Bab 10

352 25 53
                                    

Dia berdiri kembali dan dengan tanganku di tangannya, dia mengangkatnya sementara tatapannya turun ke jari kakiku dan kembali ke wajahku. 

"Kau terlihat cantik," bisiknya.

Aku tersenyum lembut.

Dia menciumku lagi. "Ayo pergi, sebelum aku makan makanan penutupku sebelum makan malam."

Dia membawaku keluar ke mobilnya dan membuka pintu belakang, aku masuk.

Pengemudi mengangguk untuk memberi salam, dan Jimin meluncur ke kursi di sampingku.

"Dongman, ini Yeorin."

"Halo."

"Hai."

Dongman keluar ke lalu lintas dan Jimin memegang tanganku di pangkuannya; ibu jarinya menyapu bolak-balik di atasnya seolah dia sedang berpikir keras.

“Bagaimana Seoul?” aku berbisik.

Bisakah Dongman mendengar apa yang kita katakan? Ini aneh, ada seseorang yang mendengarkan percakapan kita.

Jimin memberiku senyum seksi yang lambat, membungkuk dan mengambil bibirku di bibirnya. 

"Itu tidak menahanku di sana, seperti ini," bisiknya di bibirku; ibu jarinya menggosok ke depan dan ke belakang di atas tulang pipiku saat dia menatapku.

Oh . . .

Astaga, pria ini menulis buku tentang rayuan.

Aku sudah ingin makanan penutupku juga.

Aku tersenyum malu saat merasakan pipiku memanas.

Dia begitu intens.

Dia menarik kembali dan menjilat bibirnya, mencicipi lipstikku. 
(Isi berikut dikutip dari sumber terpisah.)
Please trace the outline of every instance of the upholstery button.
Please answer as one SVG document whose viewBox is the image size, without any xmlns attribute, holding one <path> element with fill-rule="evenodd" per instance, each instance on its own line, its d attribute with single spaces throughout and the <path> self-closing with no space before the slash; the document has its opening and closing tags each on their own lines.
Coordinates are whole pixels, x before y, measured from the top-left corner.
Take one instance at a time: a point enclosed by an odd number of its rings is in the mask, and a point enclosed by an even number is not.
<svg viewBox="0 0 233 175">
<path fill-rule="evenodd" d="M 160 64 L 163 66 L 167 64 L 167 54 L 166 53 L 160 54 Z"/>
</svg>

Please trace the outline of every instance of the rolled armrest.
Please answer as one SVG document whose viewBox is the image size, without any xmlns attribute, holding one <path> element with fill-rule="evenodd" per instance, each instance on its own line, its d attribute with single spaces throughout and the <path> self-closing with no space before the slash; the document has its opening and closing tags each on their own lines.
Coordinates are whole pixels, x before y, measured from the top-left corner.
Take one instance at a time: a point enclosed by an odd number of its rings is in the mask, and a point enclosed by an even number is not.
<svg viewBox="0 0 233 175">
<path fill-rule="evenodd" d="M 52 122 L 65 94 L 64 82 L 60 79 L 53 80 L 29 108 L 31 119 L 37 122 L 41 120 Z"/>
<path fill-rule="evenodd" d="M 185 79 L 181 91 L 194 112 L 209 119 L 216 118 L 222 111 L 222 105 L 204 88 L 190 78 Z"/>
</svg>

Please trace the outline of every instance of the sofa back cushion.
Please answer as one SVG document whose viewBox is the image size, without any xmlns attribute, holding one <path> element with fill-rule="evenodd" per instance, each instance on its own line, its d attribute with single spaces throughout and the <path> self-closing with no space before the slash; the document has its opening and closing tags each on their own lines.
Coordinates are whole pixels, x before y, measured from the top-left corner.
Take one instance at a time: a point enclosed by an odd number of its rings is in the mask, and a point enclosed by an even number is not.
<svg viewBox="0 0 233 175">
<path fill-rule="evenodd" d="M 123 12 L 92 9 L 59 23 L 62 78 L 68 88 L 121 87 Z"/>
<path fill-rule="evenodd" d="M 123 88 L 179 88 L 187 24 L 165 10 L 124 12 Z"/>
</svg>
“Sebentar lagi, Dongman akan mengantarmu ke restoran. Kami akan mengelilingi blok dan kau akan masuk mengatakan bahwa kau adalah tamu Tuan Choi — mereka akan membawamu ke ruang makan VIP.”

Wajahku jatuh.

“Aku akan bergabung denganmu dalam dua menit. Kita akan memiliki privasi dengan cara ini.” Dia mengangkat tanganku dan mencium punggungnya untuk melunakkan pukulannya; dia bisa merasakan kekecewaanku. 

"Kau akan terbiasa, Rin," katanya lembut. “Beginilah aku.”

Aku pura-pura tersenyum dan mengalihkan perhatianku ke luar jendela; dia tidak mau difoto denganku.

Hentikan.

"Mungkin aku harus kabur sebelum kau sampai di sana," bisikku.

Dia tertawa. 

“Coba saja dan lihatlah apa yang terjadi padamu.” Dia mengangkat tanganku ke bibirnya sekali lagi. "Aku akan melacakmu."

"Aku bisa lari dengan cepat," godaku.

"Aku berlari lebih cepat."

Kami saling menatap dan aku merasa bahwa pada tingkat tertentu aku baru saja diperingatkan.

Dia suka kontrol.

"Kita tidak perlu pergi ke restoran jika kau tidak mau," aku menawarkan. “Sepertinya banyak kerumitan.”

“Tidak, aku sudah memesan. Itu restoran favoritku, makanan dan koktail adalah yang terbaik. Kau akan menyukainya, aku janji.”

Aku mengangguk dan dia memegang tanganku di pangkuannya.

Beberapa saat kemudian mobil berhenti di luar sebuah restoran Italia. Aku dapat melihat beberapa fotografer duduk di atas bangku kayu di ujung jalan.